La lumière étant dans ce cas principalement produite par la luminescence, celle-ci est principalement composée d'ultraviolet (254 nm pour le mercure : UVC), mais aussi de lumière verte et bleue, ce qui donne à une lampe sans phosphore une teinte bleutée ou verdâtre. Il peut être souhaitable (mais non indispensable) d'augmenter par fluorescence la longueur d'onde de la lumière émise, en ajoutant sur les parois du tube une poudre blanche qui diminue la fréquence des ondes émises pour les décaler dans le spectre visible. Selon la composition chimique de ces poudres, il est possible d'obtenir un grand éventail de couleurs.

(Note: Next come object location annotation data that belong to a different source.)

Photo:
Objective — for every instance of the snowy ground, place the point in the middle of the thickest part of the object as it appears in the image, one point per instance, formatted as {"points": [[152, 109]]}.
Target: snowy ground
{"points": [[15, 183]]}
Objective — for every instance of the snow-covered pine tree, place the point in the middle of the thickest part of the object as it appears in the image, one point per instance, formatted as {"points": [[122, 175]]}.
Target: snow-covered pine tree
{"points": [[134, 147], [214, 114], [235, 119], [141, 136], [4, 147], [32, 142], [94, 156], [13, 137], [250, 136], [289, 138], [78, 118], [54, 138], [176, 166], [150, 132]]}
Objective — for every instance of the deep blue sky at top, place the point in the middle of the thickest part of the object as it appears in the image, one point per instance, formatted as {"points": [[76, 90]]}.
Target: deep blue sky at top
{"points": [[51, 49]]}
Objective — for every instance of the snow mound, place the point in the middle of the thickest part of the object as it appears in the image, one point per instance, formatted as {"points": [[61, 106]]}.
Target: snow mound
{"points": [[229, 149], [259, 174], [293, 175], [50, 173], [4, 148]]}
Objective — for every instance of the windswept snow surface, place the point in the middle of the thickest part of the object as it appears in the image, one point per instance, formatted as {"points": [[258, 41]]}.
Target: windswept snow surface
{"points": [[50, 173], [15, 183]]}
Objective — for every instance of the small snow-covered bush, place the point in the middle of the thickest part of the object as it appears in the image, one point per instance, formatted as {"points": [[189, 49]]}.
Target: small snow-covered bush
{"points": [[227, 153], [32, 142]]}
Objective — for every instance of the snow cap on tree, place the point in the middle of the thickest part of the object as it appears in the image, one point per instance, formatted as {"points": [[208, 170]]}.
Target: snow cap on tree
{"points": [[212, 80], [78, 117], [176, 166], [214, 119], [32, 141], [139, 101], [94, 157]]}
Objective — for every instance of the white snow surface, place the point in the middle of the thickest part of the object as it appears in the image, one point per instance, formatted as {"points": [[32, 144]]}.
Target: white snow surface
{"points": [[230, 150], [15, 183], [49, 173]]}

Dans le cas des lampes à vapeur de mercure haute pression, au moment où la lampe s'allume seul un arc à basse pression se produit et une faible quantité de lumière est émise. La pression augmentant avec la température le mercure se vaporise, un arc à haute pression se forme et l'émission de lumière s'accroît. La lampe demande environ 5 minutes avant de produire son flux lumineux maximal. Leur température de couleur se situe entre 4000 et 5000 K.

Les lampes à vapeur de mercure ont été massivement introduites entre les années 1940 et 1960 dans l'éclairage public, elles avaient l'avantage d'avoir un faible coût d'achat. Elles ont toutefois été majoritairement remplacées par les lampes à vapeur de sodium haute pression, plus économes en énergie et qui émettent une lumière faisant mieux ressortir les détails de la chaussée, mais aussi qui sont plus faciles à filtrer par les astronomes. Ces sources lumineuses sont aussi plus rentables, surtout au niveau de l'efficacité lumineuse. Les sources d'éclairage au mercure sont encore aujourd'hui très largement utilisées sous forme de petits luminaires de 175 watts, pour éclairer des bâtiments industriels, (Usines, hangars, etc.).

Le règlement européen CE du 18 mars 2009 relatif à l’« écoconception » des lampes a interdit la vente de lampes à vapeur de mercure haute pression, aussi appelées ballons fluorescents, jugées comme faisant partie des lampes les moins performantes et les plus polluantes[8].